Despite historic agreements that have been signed in both countries in the last year and a half, the journey toward peace is wrought with challenges. In the Philippines, the current debate is about the Bangsamoro Basic Law (BBL) which embodies the government’s peace agreement with the Moro Islamic Liberation Front and seeks to create a new Bangsamoro political entity to replace the Autonomous Region in Muslim Mindanao. During my visit, the draft law was undergoing debates at the House and Senate. In Myanmar, following the signing of the March 2015 draft peace deal between 16 ethnic armed groups and government, the debate centered on whether and when and what kind of a Nationwide Ceasefire Agreement (NCA) will be reached. Nationwide Ceasefire Agreement is viewed as a doorway to political dialogue, shaping political settlements and autonomy for various ethnic regions. At the moment, both BBL and NCA are delayed but hopes are high that agreements will be reached.
(Published July 29, 2015)
The nature of NP’s work going forward is closely tied to the peace process and political outcomes which, in turn, are likely to influence donor community’s funding decisions. Therefore, an important part of my trip was to meet with our key government partners to discuss NP’s programmatic approaches in the context of potential political developments. In Manila, I met with representatives from the European Union and Norway, and in Yangon we had meetings with European Union, United Kingdom, Japan and United States representatives. What donors value most is the fact that we are present in the communities and working side-by-side with local people building peace. I am very optimistic about the future of programs and funding in both countries.
In the Philippines, I visited Datupiang and Pikit field sites in Bangsamoro, Mindanao where we lead the Civilian Protection Component, implement Early Warning Early Response mechanisms to reduce and prevent violence, and conduct Child Protection activities. Violent conflict has caused tremendous human cost in the Bangsamoro. According to the World Bank, from 2011 until 2014, the total number of people who died, were injured, kidnapped or trafficked reached 7,972 while the total number of families displaced reached 77,052. Political violence, land and clan feuding and shadow economy were the leading causes. NP responds to incidents and, more importantly, tries to prevent them by employing pro-activemeasures through engagement with a wide variety of stakeholders from the community, government, state and non-state armed actors. Training that is focused on empowering locals to foster peaceful interaction and reduce conflict is a big part of our activity.
Myanmar’s ethnic conflict is the world’s longest running conflict and there is no quick fix solution. Preparations are underway for Myanmar's general elections on November 8 - the country's first general elections since a nominally civilian government was introduced in 2011, ending nearly 50 years of military rule.
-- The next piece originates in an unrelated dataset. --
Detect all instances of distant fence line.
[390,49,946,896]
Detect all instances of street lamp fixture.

The next government will have to shoulder much of the responsibility that comes with advancing political negotiations to settle the issue of political autonomy for various ethnic regions, control over natural resources in these areas, and what kind of “federalism” will Myanmar have, including whether the country will have one single, federal army.
In Myanmar, NP supports the peace process through active engagement with key stakeholders from Myanmar Peace Center, state and regional governments, ethnic armed organizations, military (called Tatmadaw), and civil society organizations. Although NP is still young in Myanmar, we are recognized as the experts in civilian ceasefire monitoring and a big part of our work focuses on awareness raising on civilian ceasefire mechanisms and facilitating relations between key stakeholders. In just a short time, our staff has grown from 2 to 12. Currently, we are working in four states - Karen, Kachin, Chin and Mon - and we plan to expand to more states with new programming. An important element of our programming in Myanmar is to build local capacity by training local civil society organizations on how to do civilian ceasefire monitoring in order to reduce violent clashes and displacement. I had an opportunity to attend one such training in Hpa-an, capital city of Karen, a six hour drive from Yangon. It was a very high-energy, interactive exercise. I discovered that in addition to possessing subject matter expertise, our staff possessed considerable talent in acting – roleplaying on how to engage non-violently with hostile parties in a conflict setting is an art. For me, the highlight of visiting our programs is spending time with our people. I am continually impressed by their knowledge and professionalism, by their passion and hard work, and their enormous commitment to protect civilians in conflicts.